Sacred Love

The first rays of the sun streaked the sky announcing the first day of spring. A little cuckoo bird perched on me cooed away in glory. Irritated by the cooing, I stretched my branches and rustled my leaves. Undeterred, the little bird sang with all its might, the responsibility of awakening the world resting entirely on its little shoulders. My helplessness was echoed by an inmate of the girl’s hostel that faced me. She slammed the window shut trying to block the sound.

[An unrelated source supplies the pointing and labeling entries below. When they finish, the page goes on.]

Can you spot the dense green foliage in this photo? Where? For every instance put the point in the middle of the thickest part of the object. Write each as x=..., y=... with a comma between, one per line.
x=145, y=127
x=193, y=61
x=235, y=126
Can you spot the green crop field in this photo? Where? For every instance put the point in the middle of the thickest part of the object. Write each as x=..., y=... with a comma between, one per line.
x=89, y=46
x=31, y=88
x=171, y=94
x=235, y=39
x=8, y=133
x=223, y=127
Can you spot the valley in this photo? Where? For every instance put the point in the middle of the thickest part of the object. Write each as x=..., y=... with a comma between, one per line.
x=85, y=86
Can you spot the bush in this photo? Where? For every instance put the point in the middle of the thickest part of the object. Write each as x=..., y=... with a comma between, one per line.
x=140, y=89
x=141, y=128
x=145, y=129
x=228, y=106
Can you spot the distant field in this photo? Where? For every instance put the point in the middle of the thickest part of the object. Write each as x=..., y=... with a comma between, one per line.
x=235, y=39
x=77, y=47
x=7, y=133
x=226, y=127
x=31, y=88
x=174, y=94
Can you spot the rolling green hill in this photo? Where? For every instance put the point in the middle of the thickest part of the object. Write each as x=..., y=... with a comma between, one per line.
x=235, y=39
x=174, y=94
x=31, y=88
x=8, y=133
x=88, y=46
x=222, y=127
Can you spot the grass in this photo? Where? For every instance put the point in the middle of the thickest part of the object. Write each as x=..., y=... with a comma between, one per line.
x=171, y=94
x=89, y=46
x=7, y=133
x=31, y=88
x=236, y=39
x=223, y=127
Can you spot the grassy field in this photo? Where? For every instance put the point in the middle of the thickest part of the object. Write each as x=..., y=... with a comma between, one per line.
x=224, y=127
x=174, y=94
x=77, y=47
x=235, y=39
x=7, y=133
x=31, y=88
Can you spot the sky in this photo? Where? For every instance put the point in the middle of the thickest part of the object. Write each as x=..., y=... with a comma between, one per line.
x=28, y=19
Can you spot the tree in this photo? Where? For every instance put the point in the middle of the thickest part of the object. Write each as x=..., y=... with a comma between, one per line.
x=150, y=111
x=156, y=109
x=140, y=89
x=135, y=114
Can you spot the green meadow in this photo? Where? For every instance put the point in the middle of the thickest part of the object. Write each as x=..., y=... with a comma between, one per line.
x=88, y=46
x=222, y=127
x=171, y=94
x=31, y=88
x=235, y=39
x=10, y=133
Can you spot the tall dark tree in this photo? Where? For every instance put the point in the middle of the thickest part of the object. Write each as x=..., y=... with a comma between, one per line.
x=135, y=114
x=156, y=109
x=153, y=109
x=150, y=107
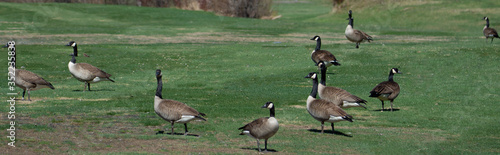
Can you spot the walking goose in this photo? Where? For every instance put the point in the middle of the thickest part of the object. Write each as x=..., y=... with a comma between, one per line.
x=262, y=128
x=354, y=35
x=85, y=72
x=324, y=56
x=323, y=110
x=24, y=79
x=489, y=32
x=387, y=90
x=347, y=100
x=173, y=111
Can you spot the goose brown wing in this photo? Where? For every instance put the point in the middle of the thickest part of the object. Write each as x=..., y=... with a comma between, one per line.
x=32, y=78
x=323, y=55
x=94, y=70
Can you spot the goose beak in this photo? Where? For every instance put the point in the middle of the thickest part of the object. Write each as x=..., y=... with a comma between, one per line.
x=364, y=106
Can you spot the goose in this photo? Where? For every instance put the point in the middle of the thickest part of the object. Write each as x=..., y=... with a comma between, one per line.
x=262, y=128
x=347, y=100
x=85, y=72
x=354, y=35
x=324, y=56
x=174, y=111
x=387, y=90
x=323, y=110
x=489, y=32
x=24, y=79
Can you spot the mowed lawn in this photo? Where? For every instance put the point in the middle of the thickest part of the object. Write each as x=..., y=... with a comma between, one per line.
x=229, y=67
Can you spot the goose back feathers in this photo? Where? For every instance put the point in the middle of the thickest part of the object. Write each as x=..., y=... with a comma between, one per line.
x=173, y=111
x=387, y=90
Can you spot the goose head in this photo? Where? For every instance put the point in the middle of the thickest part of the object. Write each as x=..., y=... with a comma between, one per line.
x=396, y=71
x=268, y=105
x=312, y=75
x=316, y=38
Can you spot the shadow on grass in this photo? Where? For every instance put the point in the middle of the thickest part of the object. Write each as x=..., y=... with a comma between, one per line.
x=256, y=149
x=163, y=132
x=389, y=110
x=331, y=132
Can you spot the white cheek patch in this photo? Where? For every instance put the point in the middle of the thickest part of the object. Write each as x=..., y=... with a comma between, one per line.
x=334, y=119
x=270, y=106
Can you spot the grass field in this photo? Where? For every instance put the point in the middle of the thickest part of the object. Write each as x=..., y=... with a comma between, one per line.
x=228, y=67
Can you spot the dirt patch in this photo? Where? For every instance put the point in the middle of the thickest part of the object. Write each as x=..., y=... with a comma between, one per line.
x=200, y=37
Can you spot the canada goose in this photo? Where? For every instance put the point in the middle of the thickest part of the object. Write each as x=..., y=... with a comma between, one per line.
x=24, y=79
x=354, y=35
x=489, y=32
x=347, y=100
x=324, y=56
x=323, y=110
x=173, y=111
x=262, y=128
x=387, y=90
x=85, y=72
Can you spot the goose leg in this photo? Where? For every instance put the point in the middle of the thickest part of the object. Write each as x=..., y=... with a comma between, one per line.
x=265, y=145
x=258, y=145
x=185, y=128
x=172, y=126
x=322, y=125
x=29, y=92
x=24, y=91
x=382, y=110
x=391, y=105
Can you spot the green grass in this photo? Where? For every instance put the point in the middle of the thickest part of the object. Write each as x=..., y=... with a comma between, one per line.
x=229, y=67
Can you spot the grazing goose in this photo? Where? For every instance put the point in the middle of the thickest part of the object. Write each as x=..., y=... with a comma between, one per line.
x=489, y=32
x=347, y=100
x=354, y=35
x=24, y=79
x=324, y=56
x=262, y=128
x=323, y=110
x=85, y=72
x=387, y=90
x=174, y=111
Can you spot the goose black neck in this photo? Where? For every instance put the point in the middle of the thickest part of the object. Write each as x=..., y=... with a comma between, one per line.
x=323, y=75
x=271, y=112
x=318, y=44
x=314, y=90
x=73, y=60
x=159, y=87
x=75, y=51
x=13, y=59
x=391, y=76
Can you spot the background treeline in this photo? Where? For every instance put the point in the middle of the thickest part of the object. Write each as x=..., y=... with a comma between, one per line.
x=232, y=8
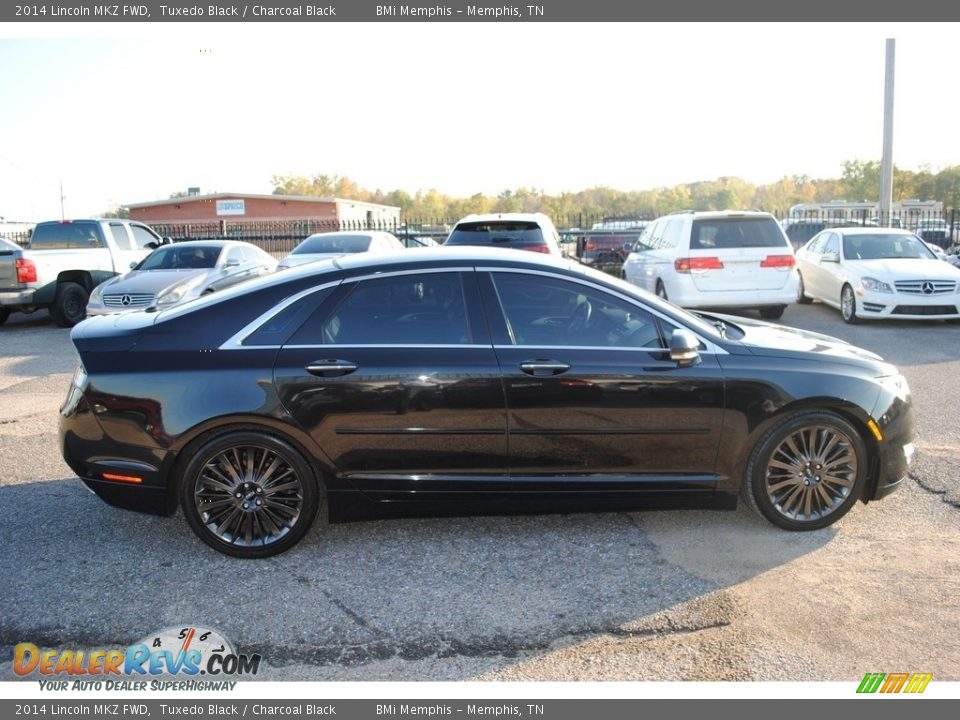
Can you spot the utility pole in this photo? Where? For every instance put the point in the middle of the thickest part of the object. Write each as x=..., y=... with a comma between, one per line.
x=886, y=164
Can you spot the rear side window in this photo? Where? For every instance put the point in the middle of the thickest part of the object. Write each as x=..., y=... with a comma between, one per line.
x=427, y=309
x=53, y=236
x=496, y=234
x=727, y=233
x=339, y=244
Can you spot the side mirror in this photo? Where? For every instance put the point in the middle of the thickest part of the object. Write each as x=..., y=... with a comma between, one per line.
x=684, y=348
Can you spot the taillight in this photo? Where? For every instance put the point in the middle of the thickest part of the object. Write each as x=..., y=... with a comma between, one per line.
x=686, y=265
x=780, y=261
x=26, y=271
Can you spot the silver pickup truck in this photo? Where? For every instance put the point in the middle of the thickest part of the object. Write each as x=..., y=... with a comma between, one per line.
x=65, y=261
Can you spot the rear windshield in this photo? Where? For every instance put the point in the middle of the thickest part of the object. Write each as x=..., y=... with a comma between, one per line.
x=49, y=236
x=500, y=233
x=321, y=244
x=176, y=257
x=877, y=247
x=723, y=233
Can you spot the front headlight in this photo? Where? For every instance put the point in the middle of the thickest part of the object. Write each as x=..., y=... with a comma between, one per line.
x=897, y=384
x=875, y=285
x=173, y=295
x=96, y=297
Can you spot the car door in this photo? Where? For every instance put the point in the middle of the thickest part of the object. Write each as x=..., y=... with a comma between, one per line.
x=594, y=403
x=829, y=272
x=395, y=378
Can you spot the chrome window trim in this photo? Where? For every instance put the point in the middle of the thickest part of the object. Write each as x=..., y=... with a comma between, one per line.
x=711, y=347
x=236, y=341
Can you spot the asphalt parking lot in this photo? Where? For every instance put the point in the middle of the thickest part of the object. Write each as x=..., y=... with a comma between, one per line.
x=666, y=595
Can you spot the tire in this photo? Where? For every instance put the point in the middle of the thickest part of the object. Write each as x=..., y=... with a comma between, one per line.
x=848, y=306
x=230, y=494
x=785, y=478
x=70, y=305
x=801, y=294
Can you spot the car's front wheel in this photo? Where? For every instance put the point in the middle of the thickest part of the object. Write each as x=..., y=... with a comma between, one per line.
x=848, y=305
x=249, y=494
x=70, y=305
x=807, y=471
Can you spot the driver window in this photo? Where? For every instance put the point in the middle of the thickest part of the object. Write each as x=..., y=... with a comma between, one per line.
x=832, y=246
x=545, y=311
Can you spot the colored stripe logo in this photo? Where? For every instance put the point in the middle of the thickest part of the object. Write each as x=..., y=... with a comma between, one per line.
x=913, y=683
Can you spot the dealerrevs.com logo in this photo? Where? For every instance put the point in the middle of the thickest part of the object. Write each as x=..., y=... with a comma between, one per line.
x=910, y=683
x=185, y=651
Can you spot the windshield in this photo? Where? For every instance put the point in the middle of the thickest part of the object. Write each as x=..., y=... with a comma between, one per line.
x=332, y=244
x=501, y=233
x=182, y=257
x=881, y=247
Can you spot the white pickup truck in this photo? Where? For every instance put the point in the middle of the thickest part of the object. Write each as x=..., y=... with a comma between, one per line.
x=65, y=261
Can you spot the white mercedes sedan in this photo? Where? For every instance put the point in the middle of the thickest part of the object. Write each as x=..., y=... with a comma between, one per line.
x=877, y=273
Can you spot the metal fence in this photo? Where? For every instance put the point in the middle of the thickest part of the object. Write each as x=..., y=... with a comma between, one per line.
x=279, y=237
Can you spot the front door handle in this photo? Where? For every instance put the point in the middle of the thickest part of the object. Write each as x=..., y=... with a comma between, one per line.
x=331, y=367
x=543, y=367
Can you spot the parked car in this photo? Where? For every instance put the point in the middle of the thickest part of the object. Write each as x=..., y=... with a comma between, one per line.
x=609, y=247
x=471, y=380
x=321, y=246
x=716, y=259
x=933, y=230
x=534, y=232
x=413, y=240
x=66, y=260
x=877, y=273
x=177, y=273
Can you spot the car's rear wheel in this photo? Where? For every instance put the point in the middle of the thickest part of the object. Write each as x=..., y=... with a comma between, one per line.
x=802, y=292
x=806, y=472
x=848, y=305
x=249, y=494
x=70, y=305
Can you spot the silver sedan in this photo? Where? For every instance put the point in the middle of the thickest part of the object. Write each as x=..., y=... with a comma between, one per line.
x=180, y=272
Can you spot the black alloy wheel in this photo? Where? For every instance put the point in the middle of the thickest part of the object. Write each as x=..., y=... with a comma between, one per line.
x=249, y=494
x=807, y=471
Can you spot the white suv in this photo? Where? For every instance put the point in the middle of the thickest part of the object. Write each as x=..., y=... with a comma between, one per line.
x=716, y=259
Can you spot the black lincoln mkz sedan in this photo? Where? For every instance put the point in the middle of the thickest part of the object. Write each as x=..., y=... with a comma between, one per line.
x=465, y=381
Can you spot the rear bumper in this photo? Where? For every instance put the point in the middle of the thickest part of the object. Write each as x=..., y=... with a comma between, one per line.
x=687, y=295
x=122, y=475
x=17, y=298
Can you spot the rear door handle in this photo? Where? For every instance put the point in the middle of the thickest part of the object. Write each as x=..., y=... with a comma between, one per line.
x=331, y=367
x=542, y=367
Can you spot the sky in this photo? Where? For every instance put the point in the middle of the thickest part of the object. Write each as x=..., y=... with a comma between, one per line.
x=132, y=113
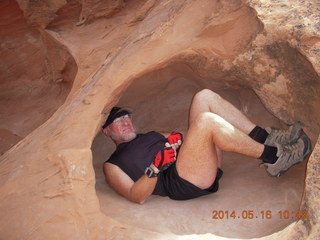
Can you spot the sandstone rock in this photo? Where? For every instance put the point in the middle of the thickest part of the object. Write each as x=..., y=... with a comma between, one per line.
x=60, y=78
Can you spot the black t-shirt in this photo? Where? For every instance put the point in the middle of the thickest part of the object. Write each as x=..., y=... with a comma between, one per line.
x=133, y=157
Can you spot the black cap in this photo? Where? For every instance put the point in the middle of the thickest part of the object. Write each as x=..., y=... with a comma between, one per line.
x=115, y=113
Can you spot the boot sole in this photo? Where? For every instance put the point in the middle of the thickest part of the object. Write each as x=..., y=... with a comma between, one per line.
x=307, y=142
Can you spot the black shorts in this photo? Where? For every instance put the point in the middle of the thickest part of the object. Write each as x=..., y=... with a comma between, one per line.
x=178, y=188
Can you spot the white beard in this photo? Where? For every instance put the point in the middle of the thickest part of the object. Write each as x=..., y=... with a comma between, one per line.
x=124, y=138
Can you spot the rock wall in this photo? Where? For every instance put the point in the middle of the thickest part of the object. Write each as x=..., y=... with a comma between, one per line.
x=82, y=56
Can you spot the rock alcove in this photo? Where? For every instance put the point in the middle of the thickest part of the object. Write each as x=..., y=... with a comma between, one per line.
x=160, y=101
x=260, y=55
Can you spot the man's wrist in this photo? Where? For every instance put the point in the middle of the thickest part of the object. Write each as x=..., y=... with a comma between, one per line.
x=154, y=168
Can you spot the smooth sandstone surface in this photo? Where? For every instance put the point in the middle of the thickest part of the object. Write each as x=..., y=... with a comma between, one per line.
x=64, y=64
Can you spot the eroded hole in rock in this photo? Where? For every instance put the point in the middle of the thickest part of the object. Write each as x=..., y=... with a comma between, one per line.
x=160, y=101
x=37, y=73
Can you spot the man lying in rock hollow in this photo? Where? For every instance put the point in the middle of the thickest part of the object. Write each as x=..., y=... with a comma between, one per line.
x=186, y=167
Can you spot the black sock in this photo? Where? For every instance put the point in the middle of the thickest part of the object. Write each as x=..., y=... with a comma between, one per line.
x=259, y=134
x=269, y=154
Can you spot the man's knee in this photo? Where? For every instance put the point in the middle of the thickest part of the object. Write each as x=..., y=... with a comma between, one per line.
x=206, y=120
x=206, y=95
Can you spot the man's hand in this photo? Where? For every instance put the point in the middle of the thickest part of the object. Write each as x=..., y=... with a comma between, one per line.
x=175, y=140
x=164, y=158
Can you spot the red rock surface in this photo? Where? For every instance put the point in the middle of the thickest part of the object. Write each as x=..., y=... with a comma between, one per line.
x=64, y=64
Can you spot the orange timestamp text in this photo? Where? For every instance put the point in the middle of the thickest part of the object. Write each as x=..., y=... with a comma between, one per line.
x=264, y=214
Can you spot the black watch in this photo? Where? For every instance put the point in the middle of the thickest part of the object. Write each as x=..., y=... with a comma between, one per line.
x=150, y=172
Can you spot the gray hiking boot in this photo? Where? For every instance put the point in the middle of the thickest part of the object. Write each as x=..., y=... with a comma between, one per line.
x=288, y=156
x=283, y=137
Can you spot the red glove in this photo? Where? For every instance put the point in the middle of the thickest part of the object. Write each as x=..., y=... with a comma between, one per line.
x=175, y=137
x=164, y=158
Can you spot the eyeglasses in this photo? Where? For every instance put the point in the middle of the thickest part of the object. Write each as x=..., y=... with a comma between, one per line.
x=125, y=118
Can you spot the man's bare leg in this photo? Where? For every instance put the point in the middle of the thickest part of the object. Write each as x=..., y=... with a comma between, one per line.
x=214, y=124
x=197, y=161
x=208, y=101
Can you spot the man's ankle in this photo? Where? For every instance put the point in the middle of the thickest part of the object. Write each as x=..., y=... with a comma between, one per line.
x=269, y=154
x=259, y=134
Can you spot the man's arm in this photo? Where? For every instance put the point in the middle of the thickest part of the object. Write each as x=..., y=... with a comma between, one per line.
x=137, y=191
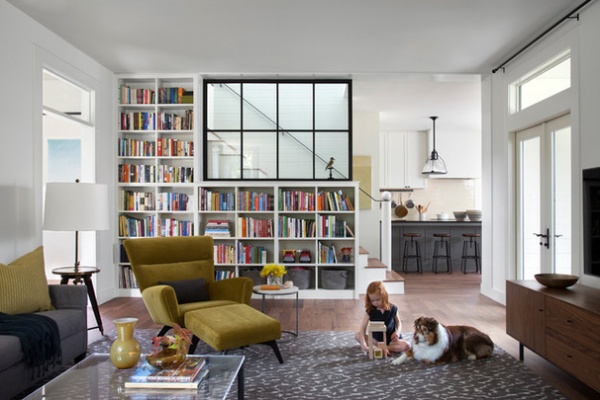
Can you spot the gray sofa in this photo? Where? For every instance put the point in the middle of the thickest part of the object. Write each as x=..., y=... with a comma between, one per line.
x=70, y=313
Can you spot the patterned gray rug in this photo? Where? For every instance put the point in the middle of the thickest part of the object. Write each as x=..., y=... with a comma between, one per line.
x=329, y=365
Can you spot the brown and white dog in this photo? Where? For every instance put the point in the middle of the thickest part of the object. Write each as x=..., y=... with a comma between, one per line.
x=435, y=343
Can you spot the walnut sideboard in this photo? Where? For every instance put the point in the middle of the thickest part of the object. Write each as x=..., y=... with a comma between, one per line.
x=561, y=325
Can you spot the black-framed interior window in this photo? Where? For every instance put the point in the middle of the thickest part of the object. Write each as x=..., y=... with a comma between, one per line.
x=277, y=129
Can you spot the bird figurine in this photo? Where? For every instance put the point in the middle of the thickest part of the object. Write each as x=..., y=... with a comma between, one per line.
x=330, y=163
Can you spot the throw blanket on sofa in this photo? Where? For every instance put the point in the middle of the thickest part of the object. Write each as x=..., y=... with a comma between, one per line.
x=40, y=339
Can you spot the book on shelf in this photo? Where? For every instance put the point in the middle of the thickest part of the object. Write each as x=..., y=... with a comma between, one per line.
x=217, y=228
x=186, y=376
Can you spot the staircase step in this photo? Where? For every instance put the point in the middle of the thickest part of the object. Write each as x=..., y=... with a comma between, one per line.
x=375, y=263
x=393, y=276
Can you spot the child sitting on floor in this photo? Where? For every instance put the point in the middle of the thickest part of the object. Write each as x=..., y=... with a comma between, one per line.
x=379, y=308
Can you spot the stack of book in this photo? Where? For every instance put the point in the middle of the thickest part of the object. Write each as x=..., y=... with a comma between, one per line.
x=188, y=375
x=217, y=228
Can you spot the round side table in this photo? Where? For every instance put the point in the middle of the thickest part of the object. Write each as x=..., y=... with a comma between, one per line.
x=281, y=292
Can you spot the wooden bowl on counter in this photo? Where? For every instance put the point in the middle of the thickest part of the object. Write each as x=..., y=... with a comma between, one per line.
x=556, y=281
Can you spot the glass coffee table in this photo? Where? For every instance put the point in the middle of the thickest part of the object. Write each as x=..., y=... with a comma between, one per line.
x=97, y=378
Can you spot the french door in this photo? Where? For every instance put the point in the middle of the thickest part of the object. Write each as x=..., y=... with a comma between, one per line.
x=543, y=157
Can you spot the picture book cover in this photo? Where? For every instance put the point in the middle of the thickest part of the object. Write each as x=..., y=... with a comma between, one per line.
x=187, y=375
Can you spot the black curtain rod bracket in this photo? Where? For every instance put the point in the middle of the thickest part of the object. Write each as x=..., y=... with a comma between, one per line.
x=541, y=35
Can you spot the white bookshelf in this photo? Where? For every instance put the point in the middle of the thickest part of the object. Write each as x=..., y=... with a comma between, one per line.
x=269, y=239
x=157, y=134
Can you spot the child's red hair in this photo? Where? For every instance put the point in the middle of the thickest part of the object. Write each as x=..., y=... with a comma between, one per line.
x=377, y=287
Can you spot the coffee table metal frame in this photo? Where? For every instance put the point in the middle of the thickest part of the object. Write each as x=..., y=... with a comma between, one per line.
x=97, y=377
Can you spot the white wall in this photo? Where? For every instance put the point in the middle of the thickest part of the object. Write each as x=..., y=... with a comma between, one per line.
x=365, y=142
x=26, y=45
x=581, y=101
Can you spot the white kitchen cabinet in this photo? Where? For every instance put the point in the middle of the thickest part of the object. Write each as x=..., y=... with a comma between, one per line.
x=404, y=154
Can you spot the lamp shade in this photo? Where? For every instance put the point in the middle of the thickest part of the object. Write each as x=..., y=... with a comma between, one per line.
x=76, y=207
x=435, y=165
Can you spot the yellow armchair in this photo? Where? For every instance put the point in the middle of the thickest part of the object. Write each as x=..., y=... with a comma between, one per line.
x=178, y=259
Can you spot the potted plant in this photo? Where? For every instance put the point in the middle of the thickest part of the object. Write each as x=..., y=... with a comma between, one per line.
x=169, y=351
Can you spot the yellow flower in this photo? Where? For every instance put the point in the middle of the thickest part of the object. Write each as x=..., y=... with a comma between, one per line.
x=273, y=269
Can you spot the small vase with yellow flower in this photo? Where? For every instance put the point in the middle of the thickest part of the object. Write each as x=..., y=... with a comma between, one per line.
x=274, y=274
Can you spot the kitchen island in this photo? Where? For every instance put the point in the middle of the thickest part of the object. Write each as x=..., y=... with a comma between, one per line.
x=427, y=229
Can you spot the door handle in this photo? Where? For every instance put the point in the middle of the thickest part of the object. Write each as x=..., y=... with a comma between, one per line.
x=545, y=236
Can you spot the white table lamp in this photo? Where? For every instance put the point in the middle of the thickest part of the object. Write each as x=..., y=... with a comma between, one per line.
x=76, y=207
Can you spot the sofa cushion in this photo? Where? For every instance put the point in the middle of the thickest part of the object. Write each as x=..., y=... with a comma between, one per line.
x=188, y=290
x=23, y=284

I have been here for a very long time. Many centuries ago, this place had been covered with wilderness. Slowly men cleared the forest but left me. In India, Banyan trees are considered sacred. Soon a temple was built a few yards away. Villagers would come to pray. A bell was hung from one of my branches. Women would ring the bell three times, apply vermillion on my trunk with their thumb and then tie a sacred thread around me. The thread symbolized their love for their husbands. It was a prayer for the long lives of their better halves. The village grew into a town and then into a city. I stand in the outskirts of the city. The temple is no longer there. However red coloured threads still adorn me.

Every day from morning to evening, I am surrounded by beautiful and energetic young girls. Few swing on my roots, few sit on the branches and others sit on the ground munching snacks. At night few come back to secretly meet their lovers. Of those hundreds of girls, I remember two very clearly. One had short hair and beautiful eyes. The other was tall with long hair. They were inseparable. I can still hear the echoes of their laughter. The mischievous girls would hide on my branches and scare away the lovers at night. Then they would roll over with laughter. Their laughter breaking the eerie silence of the night. As days passed, my affection for them grew and so did their attachment to me. They would be seen around me all the time. Playing, gossiping and pranking. Soon those two pests grew up to be beautiful women. Their friendship too blossomed into a relation that was ridiculed by the society. The friendship that had once been cherished soon grew to be a love, condemned by many. I remember them confessing to each other. Then holding each other tight,they wept. My heart was heavy that day. Why was the beauty of their love not visible to human eyes? The sacred threads tied around me seemed too tight that day. I had seen many broken hearts. Encouraged many lonely girls weeping for the love that had been only an infatuation for their lovers. But for those two, I wished to be able to do more. That day, being an unspeakable tree stranded in one place, frustrated me. They left the college as two graceful ladies attired in beautiful sarees. They left my lap to face the world.

I missed them dearly. Pinned for them for months. Then one day, they came back. Oh! How I wish they hadn’t. I remember the scene clearly. The look on their faces was identical. It contained a mixture of distress, despair and determination. Two strong women who had fought the world for a long time. Two women who had loved each other passionately. Though excited to see them, the expression in their eyes pained me immensely. There was no pleasure on seeing me. But the short haired one wrapped her arms around me, letting out a sob. What happened next would haunt me forever, making me curse my long life . I stood there, as they took out identical ropes. My heart breaking slowly, my soul screaming and my branches flailing uselessly. Entire night their corpses hung from my branches. Those very branches on which they had sat, pranking lovers, held them for the last time. I squirmed that night trying to loosen the threads that bound me. Those very threads that labelled me as a sacred tree and declared their love as impure. From that day onwards, I stand alone at night. Rumours of their ghosts haunting me scare all but me. I wish they were true. When the wind blows and my leaves rustle, I imagine their spirits hugging me. I imagine them together in a place so sacred that a love, only as pure as theirs, can exist.